A Gulf Islander’s perspective
Growing up on Saltspring Island, I have been at the mercy of BC Ferries since before I can remember.
And unfortunately, BC Ferries sucks.
I’m certainly preaching to the choir by complaining about our local aquatic transit system, but I’m not going to stop until something changes for the better. Just once it would be nice to make my way home from Victoria without stressing out about labour shortages, delays, and cancelled sailings.
I was excited as anyone to see Victoria and Saltspring in the Netflix original series Maid. What I didn’t enjoy was BC Ferries pimping out my only way home and sticking us with a much inferior vessel while they were shooting.
But then again, why would the company care at all about residents of the Gulf Islands? We’re an afterthought supplemented by the cash brought in by mainland travel.
I only keep four cards in my wallet, and taking up a quarter of that precious space is my BC Ferries Experience card. It has saved me, well, more money than I’d like to think about. This handy piece of plastic lets you travel around the Gulf Islands at reduced rates. But really, it’s just a way to charge tourists more.
The price of the ferries isn’t really the problem. To my surprise, fares haven’t increased much in the past decade (but that could possibly change very soon). The real issue is unreliability.
I’m not using these ferries to tour around the natural beauty of the islands, I’m using them to commute for work and visit my family. So you can imagine my annoyance when I show up to the terminal only to find out that my only means of transportation can’t run because they’re short a deckhand.
I’ve learned not to trust the ferries until I am unloading where I want to be. I have been burned too many times thinking I was in the clear just because I made it on the boat and departed from the terminal. If something can go wrong, inevitably it will.
Last summer, standing CEO of BC Ferries Mark Collins was fired after the company cancelled over 170 sailings in just 28 days during peak travel season.
Nicolas Jimenez was appointed the new CEO, bringing with him all his knowledge from running… ICBC? It’s hard to tell what changes he’s actually made to the company, but I just hope he’s spending his salary well.
And what’s so frustrating is that I don’t know who to be annoyed with most at the end of the day. I’m annoyed on a macro level, at the company as a whole. I’m annoyed at a micro level seeing the incompetence of the workers who fail to load a vessel correctly. And I am especially annoyed at all the tourists who have forced me to show up for a 35-minute boat ride more than an hour early.
I keep hoping that BC Ferries will return to being a government-run service, but a part of me knows that government interference is the reason why things are the way they are.
Up until 2003, BC Ferries was not a private company. In the late ‘90s, the NDP government made a decision so terrible that it even has its own Wikipedia page with a catchy name: The Fast Ferry Scandal. Instead of upgrading terminals and replacing old vessels, the brilliant idea was to build three shiny new boats named the PacifiCats. They were fully aluminum catamarans adorned with cougar graphics.

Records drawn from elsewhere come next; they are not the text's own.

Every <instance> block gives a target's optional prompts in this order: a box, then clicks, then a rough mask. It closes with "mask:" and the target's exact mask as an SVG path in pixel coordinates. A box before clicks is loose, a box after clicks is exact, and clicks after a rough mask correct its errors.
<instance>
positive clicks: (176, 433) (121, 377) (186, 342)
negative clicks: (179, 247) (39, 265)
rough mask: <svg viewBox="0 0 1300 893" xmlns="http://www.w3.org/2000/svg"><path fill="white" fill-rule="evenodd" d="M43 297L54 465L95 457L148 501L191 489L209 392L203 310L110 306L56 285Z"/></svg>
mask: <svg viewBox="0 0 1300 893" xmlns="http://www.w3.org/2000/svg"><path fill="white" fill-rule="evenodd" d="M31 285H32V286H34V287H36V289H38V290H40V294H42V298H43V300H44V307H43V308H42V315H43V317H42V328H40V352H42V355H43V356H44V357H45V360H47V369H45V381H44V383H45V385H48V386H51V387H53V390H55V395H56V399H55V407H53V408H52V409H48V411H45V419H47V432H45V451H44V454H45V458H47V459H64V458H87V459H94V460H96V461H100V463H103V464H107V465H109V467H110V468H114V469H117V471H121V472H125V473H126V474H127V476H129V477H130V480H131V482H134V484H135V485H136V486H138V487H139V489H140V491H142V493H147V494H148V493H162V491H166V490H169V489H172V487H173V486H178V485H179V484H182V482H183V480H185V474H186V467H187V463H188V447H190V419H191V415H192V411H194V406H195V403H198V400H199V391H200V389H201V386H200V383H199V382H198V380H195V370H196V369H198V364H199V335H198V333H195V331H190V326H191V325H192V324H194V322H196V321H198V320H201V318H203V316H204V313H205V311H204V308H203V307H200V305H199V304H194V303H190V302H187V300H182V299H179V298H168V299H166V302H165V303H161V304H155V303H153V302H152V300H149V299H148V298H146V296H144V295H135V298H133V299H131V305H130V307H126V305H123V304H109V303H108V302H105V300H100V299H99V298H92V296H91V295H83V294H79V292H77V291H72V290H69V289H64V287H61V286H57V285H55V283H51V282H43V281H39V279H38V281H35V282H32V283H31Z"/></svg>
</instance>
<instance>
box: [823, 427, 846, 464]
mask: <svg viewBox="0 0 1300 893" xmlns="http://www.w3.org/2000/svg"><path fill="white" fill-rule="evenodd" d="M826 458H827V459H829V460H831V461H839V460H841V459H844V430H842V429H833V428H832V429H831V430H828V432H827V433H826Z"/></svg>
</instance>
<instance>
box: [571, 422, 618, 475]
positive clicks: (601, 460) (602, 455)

The NDP wanted to revitalize B.C.’s shipbuilding industry. This project ended up costing nearly half a billion dollars, more than double the original budget. And the worst part? These boats weren’t even very good.
They managed to do their route a whopping 15 minutes faster than the conventional ferries, but the increased wake was causing so much damage to the coastline that they weren’t even able to utilize their full speed.
After less than a year of service, the PacifiCats were retired from BC Ferries and eventually sold for under 20 million dollars. Who knows how many other facets of BC Ferries could have improved and upgraded if that money had been spent elsewhere.
What annoys me most is the fact that I can’t do anything about any of this. I could create yet another pointless petition calling for change within BC Ferries or I could boycott the company entirely and just never return home again. Even then, what would actually happen?
But hey, at least I can enjoy an overpriced beer on my way to Vancouver now.